Director: Ol Parker
Starring: Amanda Seyfried, Lily James, Pierce Brosnan, Colin Firth, Stellan Skarsgard, Christine Baranski, Julie Walters
The Mama Mia movies are the sort of works that force you to examine your own taste in art. In a purely objective sense, you're aware that they're not "good" and that, in fact, they don't even really come close to the normal standard of what makes a movie good. They are, if you are being brutally honest with yourself, barely movies at all in any traditional sense. Their narratives are thin as air, existing merely to connect a series of songs to each other, not always accomplishing that in the most elegant of ways. And yet. Isn't the aim of art to stir something in the audience, to touch some emotion and heighten it through the experience of consuming it? If the goal of the work is to bring the audience joy and it succeeds in doing so then isn't it, by definition, a "success" even if it does so in a fashion that might generously be described as "clumsy." This is all a round about way of saying that Mama Mia! Here We Go Again is as terrible and wonderful as the first film and I loved every minute of it.
I'm just going to get this out of the way: Yes, Meryl is dead.

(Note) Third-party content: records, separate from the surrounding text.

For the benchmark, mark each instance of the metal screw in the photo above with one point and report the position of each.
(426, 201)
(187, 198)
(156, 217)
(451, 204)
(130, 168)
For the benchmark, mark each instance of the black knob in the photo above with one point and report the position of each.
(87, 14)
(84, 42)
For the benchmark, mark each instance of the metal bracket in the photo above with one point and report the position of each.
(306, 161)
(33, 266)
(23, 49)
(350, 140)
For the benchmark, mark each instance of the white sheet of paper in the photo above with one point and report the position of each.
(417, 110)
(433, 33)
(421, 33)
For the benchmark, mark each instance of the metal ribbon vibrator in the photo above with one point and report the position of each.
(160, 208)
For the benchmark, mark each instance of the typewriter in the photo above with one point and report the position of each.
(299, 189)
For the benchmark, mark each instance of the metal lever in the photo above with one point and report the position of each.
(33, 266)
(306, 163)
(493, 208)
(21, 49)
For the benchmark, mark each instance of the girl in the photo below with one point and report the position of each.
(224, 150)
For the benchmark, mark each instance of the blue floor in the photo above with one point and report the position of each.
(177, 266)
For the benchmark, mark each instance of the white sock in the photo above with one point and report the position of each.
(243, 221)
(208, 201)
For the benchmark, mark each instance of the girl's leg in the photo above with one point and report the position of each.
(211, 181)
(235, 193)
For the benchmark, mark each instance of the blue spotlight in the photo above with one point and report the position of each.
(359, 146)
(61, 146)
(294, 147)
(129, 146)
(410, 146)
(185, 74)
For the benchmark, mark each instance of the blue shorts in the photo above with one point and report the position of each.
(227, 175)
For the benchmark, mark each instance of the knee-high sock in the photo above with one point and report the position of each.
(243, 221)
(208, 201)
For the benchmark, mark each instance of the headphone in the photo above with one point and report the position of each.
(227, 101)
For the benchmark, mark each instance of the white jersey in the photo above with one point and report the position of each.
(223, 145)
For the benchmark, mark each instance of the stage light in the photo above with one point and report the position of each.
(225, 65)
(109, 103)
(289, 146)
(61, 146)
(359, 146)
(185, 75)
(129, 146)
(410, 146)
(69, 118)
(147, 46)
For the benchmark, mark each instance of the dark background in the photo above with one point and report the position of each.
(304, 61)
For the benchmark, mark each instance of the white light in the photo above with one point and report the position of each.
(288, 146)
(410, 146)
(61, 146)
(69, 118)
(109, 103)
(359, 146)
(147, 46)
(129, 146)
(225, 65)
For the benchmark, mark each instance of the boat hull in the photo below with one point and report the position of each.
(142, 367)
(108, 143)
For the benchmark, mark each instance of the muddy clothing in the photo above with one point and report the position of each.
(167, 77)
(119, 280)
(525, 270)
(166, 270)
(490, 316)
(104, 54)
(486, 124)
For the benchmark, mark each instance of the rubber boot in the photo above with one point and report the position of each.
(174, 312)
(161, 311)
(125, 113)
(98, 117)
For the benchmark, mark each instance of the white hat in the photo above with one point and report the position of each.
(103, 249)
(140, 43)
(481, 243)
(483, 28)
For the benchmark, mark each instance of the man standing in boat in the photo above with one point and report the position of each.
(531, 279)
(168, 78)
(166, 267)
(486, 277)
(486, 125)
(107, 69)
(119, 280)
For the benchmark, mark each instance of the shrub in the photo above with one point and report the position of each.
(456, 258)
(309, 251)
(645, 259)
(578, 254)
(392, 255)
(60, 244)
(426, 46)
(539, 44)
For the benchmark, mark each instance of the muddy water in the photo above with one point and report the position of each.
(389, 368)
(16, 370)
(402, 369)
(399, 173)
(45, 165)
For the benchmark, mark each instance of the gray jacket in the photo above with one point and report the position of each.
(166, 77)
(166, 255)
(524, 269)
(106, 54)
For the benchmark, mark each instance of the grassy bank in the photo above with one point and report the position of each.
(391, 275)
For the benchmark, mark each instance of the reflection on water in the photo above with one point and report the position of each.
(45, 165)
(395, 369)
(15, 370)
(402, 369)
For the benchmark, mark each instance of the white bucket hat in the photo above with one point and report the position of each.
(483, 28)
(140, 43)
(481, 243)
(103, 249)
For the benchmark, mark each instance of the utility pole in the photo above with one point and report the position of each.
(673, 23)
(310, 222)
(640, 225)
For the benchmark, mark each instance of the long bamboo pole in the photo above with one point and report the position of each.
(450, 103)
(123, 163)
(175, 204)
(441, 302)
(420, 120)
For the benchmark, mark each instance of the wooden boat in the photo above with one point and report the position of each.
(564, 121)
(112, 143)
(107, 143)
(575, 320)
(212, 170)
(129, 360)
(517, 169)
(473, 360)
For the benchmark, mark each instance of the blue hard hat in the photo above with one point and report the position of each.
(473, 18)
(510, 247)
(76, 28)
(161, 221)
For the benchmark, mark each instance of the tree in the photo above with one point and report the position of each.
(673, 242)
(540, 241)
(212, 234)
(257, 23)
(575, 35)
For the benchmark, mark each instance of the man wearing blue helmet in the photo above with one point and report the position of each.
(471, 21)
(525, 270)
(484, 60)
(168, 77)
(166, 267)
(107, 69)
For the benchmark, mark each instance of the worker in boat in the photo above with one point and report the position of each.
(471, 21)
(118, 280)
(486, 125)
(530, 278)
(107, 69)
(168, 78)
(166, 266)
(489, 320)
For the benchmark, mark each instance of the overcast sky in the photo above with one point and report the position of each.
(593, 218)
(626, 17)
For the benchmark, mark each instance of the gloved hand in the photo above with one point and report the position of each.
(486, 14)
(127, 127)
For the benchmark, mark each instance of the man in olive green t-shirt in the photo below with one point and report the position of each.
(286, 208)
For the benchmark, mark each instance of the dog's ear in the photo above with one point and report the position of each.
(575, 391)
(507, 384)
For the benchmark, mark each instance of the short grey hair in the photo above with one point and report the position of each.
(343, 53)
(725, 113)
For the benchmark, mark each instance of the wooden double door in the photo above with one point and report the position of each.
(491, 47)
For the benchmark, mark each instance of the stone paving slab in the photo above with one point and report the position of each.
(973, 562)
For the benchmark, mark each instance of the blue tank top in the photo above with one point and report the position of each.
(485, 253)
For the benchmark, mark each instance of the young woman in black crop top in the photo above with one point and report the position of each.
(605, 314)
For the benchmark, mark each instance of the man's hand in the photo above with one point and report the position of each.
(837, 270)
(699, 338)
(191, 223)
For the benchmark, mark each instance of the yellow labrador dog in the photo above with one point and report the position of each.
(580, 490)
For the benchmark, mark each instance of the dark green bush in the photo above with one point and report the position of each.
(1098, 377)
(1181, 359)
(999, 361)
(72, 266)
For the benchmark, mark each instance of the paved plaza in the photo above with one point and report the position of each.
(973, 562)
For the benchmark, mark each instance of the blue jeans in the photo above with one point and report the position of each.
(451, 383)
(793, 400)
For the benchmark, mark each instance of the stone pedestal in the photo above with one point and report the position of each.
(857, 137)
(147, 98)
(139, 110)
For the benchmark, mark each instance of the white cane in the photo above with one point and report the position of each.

I mean, not Meryl Meryl; Donna Meryl, star of the first film, has died between the end of that one and the beginning of this one. I'm addressing this first because the marketing for the film is so vague, suggesting the possibility that Donna is dead in this one even as the promotional material makes Streep as prominent as if she continued to be the main character. Donna is dead and the whole story is built around the fact of her death, so this really isn't a spoiler, and Streep's presence in the film's marketing isn't really (or, rather, isn't entirely) a shallow marketing ploy. Her absence looms over Here We Go Again, whose present day characters remain deep in mourning for her, and when she finally does appear in the film for a brief scene in which she shares a duet of "My Love, My Life" with daughter Sophie (Amanda Seyfried), it becomes the emotional cornerstone of the entire movie. You have to hand it to Streep. She can show up for less than 5 minutes, completely devastate you emotionally, and in doing so elevate the whole thing to something more than it was before.
In the wake of Donna's death, Sophie has taken over responsibility for the hotel and is in the midst of preparing for its grand re-opening, albeit in the absence of some of the most important people in her life: Sky (Dominic Cooper) is in New York, building his own career, and their relationship is teetering over the edge because she wants to stay in Greece and carry on her mother's legacy, and he wants her to join him in New York; Harry (Colin Firth) will be unable to attend due to a business deal taking place in Japan; and Bill (Stelan Skarsgard) will be receiving an award in Sweden the night of the opening. On hand, however, are Sam (Pierce Brosnan, whose signing ability has not improved whatsoever since the first film), and Donna's best friends Tanya (Christine Baranski) and Rosie (Julie Walters), to provide Sophie with the emotional support she needs as everything starts to go wrong and the re-opening looks to be a disaster.
Playing out along-side the present day story (which isn't present-day as in our present-day; it takes place 5 years after the first film, which was set in 1999) is the story of how Donna (Lily James) came to Greece and into possession of the hotel in the first place. Basically, forget just about everything you remember about the backstory presented in the first film, because I'm pretty sure that it only partially aligns with the backstory provided here, which finds Donna, Rosie (Alexa Davies), and Tanya (Jessica Keenan Wynn, whose casting as a younger version of Baranski is proof that casting directors deserve to be recognized for their work by organizations like AMPAS) graduating from Oxford and Donna taking off to explore the world, encountering Harry (Hugh Skinner), Bill (Josh Dylan), and Sam (Jeremy Irvine) along the way. Each man, in his own way, falls for her and the film is refreshingly non-judgmental about the fact that she has sex with all of them in the span of a few weeks, choosing to emphasize throughout how her free spirit and joie de vivre drawn people in, both as romantic partners and friends, and create lifelong bonds. Though James doesn't physically resemble Streep, she does do an excellent job at embodying the qualities that make the character so beloved by those who know her and the performance is quite winning.
But, if you don't like ABBA to begin with, none of the film's charms are likely to win you over. Like its predecessor, Here We Go Again is one of those films where you basically know whether or not you're going to enjoy it before you even see it. I liked it a lot, but I can fully understand why it wouldn't be someone else's cup of tea. It is, as I said, barely a movie at all - though, weirdly, I came away from it thinking that, on a narrative level, it is actually a stronger film than the first, which is maybe the result of its songs being somewhat less well-known. Unlike the original, which had to create a story that could connect the narratives of ABBA's biggest hits (but gave up when it came to "Waterloo" and relegated it to the credits), Here We Go Again may have had the luxury of being able to fit songs to the story rather than the other way around. Except for Fernando, which is shoehorned in to simultaneously give Cher something to sing and provide a backstory/not really a backstory to the character played by Andy Garcia. And you know what? That doesn't even matter because it's so much fun. Here we go again, indeed.